In het energieke Scherzo van Beethovens late Cis mineur Kwartet, Op. 131, is er een harmonisch statische passage, met “de repetitiviteit van een kinderrijmpje” dat bestaat uit een ostinato gedeeld door altviool en cello die een melodie in octaven ondersteunt in de eerste en tweede violen:
Beethoven Op 131 Trio uit Scherzo, maten 69-76
Beethoven Op 131 Trio uit Scherzo, maten 69-76
Beethoven keert deze relatie een paar maten later om met de melodie in de altviool en cello en het ostinato gedeeld door de violen:
Beethoven Op 131 Trio uit Scherzo, maten 93-100
Beethoven Op 131 Trio uit Scherzo, maten 93-100
Zowel in de eerste als in de derde akte van Wagners laatste opera Parsifal komt een passage voor die een scène begeleidt waarin een troep ridders zich plechtig uit de diepte van het woud naar de hal van de Graal begeeft. De “transformatiemuziek” die deze verandering van scène ondersteunt, wordt gedomineerd door het herhaaldelijk luiden van vier klokken:
Wagner, Parsifal Act 1, transformatiemuziek
Brahms gebruikte ostinato-patronen in zowel de finale van zijn Vierde symfonie als in het slotdeel van zijn Variaties op een thema van Haydn:
Brahms Variaties op een Thema van Haydn, slotdeel met grondbas
Twintigste eeuwEdit
Debussy gebruikte een ostinatopatroon in zijn Pianoprelude “Des pas sur la neige”. Hier blijft het ostinatopatroon in het middenregister van de piano – het wordt nooit als bas gebruikt. “Merk op dat het ostinato van de voetval bijna de hele tijd op dezelfde noten blijft, op hetzelfde toonhoogteniveau… dit stuk doet een beroep op de fundamentele eenzaamheid van alle mensen, misschien vaak vergeten, maar, net als het ostinato, een fundamentele onderstroom van onze geschiedenis vormend.”

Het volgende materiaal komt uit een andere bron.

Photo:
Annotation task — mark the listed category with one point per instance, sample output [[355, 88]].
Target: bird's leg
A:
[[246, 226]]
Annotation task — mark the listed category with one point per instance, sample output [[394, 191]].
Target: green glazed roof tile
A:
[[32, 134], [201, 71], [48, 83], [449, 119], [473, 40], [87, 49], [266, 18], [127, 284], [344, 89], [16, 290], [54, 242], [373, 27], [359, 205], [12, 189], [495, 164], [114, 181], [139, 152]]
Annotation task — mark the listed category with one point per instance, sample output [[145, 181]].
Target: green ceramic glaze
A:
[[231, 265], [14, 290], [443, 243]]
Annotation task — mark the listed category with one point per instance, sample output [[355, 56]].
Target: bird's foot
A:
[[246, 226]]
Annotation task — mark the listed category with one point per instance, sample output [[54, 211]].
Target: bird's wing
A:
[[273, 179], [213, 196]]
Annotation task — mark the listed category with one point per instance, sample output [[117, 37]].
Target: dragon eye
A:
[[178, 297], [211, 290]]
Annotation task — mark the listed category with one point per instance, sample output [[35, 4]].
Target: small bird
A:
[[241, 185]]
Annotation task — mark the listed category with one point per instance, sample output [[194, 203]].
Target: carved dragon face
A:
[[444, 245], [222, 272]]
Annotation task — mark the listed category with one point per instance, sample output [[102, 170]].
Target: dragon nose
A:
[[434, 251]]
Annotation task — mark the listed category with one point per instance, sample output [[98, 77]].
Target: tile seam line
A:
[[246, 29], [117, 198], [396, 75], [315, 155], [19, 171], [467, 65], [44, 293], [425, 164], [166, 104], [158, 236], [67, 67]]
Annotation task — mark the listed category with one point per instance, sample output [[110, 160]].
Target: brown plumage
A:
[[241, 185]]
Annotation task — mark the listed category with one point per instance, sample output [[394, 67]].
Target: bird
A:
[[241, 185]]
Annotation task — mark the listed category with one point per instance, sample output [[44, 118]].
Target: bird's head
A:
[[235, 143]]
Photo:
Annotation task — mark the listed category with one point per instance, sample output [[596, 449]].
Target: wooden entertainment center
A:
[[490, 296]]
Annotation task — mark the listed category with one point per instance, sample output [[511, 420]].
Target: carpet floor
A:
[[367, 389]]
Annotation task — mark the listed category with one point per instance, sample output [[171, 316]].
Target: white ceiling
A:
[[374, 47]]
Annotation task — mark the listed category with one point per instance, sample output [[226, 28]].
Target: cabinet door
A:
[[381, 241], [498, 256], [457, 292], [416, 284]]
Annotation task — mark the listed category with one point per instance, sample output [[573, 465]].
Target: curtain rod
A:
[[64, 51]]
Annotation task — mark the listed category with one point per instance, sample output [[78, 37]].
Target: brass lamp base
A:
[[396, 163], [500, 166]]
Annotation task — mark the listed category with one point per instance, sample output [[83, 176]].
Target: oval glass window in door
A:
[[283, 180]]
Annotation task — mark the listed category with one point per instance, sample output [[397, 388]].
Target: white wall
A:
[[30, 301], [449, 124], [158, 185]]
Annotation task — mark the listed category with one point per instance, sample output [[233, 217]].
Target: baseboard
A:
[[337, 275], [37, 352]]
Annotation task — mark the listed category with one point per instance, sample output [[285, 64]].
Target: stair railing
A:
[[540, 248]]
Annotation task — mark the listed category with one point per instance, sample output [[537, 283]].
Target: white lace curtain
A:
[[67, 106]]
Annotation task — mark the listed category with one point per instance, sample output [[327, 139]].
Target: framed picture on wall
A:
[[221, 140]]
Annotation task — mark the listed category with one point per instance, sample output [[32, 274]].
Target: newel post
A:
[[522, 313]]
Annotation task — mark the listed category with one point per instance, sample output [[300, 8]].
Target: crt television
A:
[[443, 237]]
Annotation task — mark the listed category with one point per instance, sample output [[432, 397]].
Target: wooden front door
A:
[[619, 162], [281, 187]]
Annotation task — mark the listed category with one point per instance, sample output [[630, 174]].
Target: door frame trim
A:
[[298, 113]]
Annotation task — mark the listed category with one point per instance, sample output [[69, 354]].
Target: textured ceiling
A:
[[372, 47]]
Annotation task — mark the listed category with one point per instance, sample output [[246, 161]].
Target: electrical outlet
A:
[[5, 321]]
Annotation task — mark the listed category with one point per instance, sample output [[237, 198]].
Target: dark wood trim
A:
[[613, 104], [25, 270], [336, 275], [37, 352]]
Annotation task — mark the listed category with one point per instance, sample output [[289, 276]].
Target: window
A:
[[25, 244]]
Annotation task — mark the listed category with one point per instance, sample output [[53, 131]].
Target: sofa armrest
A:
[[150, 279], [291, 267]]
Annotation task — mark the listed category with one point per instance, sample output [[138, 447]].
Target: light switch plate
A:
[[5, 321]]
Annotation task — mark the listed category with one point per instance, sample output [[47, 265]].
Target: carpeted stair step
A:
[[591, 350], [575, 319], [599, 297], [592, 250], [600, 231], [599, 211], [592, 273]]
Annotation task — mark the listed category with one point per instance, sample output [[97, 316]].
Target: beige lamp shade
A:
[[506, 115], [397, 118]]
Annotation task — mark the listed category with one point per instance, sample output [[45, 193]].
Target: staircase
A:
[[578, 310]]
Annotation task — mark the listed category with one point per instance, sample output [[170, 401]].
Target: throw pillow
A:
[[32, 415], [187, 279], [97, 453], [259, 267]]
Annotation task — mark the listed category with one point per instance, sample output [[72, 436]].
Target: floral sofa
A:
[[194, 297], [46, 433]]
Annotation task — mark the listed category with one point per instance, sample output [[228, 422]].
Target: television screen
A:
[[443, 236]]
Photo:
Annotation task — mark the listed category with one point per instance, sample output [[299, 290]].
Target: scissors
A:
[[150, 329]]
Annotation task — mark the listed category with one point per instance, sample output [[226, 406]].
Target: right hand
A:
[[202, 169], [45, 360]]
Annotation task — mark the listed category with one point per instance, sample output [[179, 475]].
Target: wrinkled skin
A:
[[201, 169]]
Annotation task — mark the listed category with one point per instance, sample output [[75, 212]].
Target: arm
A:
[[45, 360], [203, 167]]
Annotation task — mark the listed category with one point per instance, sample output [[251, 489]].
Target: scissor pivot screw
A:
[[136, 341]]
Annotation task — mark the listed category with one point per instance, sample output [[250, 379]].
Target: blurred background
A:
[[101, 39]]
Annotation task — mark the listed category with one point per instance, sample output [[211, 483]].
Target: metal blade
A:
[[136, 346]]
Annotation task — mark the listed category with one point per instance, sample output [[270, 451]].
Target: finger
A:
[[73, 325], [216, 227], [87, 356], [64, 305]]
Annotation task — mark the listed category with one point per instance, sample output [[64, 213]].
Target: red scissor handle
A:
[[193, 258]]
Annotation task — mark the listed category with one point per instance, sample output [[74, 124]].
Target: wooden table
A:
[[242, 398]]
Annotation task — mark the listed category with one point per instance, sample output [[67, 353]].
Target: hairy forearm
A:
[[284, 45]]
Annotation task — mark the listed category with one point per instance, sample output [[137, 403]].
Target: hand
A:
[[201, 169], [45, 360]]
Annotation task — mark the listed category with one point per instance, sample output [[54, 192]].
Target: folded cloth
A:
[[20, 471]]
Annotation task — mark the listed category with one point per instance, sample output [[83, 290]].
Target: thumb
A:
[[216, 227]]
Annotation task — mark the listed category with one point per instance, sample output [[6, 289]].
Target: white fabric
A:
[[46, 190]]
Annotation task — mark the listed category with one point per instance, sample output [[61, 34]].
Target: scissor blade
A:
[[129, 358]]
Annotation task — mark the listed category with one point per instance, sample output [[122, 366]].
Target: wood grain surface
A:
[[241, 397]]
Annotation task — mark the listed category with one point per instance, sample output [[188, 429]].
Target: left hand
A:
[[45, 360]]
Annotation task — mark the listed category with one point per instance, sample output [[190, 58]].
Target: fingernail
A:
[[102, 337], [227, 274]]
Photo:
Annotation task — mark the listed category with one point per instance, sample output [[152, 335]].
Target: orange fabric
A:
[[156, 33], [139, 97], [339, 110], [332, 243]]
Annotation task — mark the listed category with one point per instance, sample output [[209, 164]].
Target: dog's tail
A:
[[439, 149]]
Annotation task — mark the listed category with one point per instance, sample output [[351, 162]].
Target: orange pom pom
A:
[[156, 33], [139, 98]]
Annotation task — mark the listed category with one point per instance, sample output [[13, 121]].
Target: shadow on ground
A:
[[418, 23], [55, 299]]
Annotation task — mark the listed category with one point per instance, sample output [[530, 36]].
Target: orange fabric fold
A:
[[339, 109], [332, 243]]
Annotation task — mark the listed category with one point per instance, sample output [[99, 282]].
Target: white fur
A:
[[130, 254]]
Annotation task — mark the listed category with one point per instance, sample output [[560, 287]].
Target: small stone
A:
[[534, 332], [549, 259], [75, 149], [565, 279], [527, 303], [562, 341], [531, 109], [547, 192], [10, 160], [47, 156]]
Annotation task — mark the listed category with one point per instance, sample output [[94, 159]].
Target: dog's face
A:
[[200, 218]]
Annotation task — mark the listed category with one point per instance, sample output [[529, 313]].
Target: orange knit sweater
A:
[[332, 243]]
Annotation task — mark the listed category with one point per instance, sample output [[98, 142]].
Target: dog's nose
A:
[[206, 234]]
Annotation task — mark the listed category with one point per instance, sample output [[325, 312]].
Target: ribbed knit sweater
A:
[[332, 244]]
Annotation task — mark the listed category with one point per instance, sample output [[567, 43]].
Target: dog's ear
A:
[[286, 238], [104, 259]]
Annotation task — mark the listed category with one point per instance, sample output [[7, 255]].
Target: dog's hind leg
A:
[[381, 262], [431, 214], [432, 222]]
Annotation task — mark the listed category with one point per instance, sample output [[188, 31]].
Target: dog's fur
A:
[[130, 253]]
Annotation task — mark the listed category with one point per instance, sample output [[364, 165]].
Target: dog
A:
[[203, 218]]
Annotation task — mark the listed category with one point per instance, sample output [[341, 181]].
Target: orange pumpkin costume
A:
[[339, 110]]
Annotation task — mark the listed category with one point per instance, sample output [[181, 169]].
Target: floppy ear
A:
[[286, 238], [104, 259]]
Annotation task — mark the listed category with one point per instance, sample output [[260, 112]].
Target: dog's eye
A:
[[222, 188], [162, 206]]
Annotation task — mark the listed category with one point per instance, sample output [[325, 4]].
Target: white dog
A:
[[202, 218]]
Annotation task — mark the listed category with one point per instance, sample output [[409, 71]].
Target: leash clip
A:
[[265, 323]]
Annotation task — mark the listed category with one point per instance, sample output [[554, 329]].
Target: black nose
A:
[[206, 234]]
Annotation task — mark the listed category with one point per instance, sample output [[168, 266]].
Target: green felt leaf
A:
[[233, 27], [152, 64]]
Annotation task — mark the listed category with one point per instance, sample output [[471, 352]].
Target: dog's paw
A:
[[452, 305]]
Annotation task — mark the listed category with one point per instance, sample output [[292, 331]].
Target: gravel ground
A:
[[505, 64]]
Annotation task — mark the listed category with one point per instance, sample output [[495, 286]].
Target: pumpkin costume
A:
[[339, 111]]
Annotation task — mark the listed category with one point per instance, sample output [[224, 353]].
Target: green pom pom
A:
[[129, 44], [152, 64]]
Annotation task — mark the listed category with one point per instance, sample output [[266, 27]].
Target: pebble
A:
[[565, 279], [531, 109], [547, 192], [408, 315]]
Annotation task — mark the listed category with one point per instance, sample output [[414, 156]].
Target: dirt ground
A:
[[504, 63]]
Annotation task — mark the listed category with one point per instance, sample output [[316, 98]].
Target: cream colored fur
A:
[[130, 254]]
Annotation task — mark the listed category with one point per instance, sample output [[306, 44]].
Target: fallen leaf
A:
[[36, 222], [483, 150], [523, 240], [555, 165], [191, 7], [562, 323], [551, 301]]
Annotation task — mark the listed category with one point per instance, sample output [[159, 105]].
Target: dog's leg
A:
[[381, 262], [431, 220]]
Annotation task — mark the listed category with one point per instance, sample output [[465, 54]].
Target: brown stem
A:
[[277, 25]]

Debussy, Des pas sur la neige
Van alle grote klassieke componisten van de twintigste eeuw is Stravinsky misschien wel degene die het meest wordt geassocieerd met de praktijk van het ostinato. In een gesprek met de componist merkte zijn vriend en collega Robert Craft op: “Uw muziek heeft altijd een element van herhaling, van ostinato. Wat is de functie van ostinato?” Stravinsky antwoordde: “Het is statisch – dat wil zeggen, anti-ontwikkeling; en soms hebben we een tegenstelling tot ontwikkeling nodig.” Stravinsky was bijzonder bedreven in het gebruik van ostinato’s om ritmische verwachtingen te verwarren in plaats van te bevestigen. In het eerste van zijn Drie stukken voor strijkkwartet, zet Stravinsky drie herhaalde patronen op, die elkaar overlappen en nooit samenvallen. “Hier wordt een rigide patroon van (3+2+2/4) maten gelegd over een strikt terugkerende melodie van drieëntwintig tellen (de maten worden gemarkeerd door een cello ostinato), zodat hun veranderende relatie voornamelijk wordt bepaald door het pre-compositorische schema.” “De ritmische stroom die door de muziek loopt is wat deze merkwaardige mozaïek-achtige stukken samenbindt.”
Een subtieler metrisch conflict is te vinden in het laatste deel van Stravinsky’s Symfonie der Psalmen. Het koor zingt een melodie in drievoudige maat, terwijl de basinstrumenten in het orkest daar een 4-slags ostinato tegenin spelen. “Dit wordt opgebouwd over een ostinato bas (harp, twee piano’s en pauken) die als een slinger in kwarten beweegt.”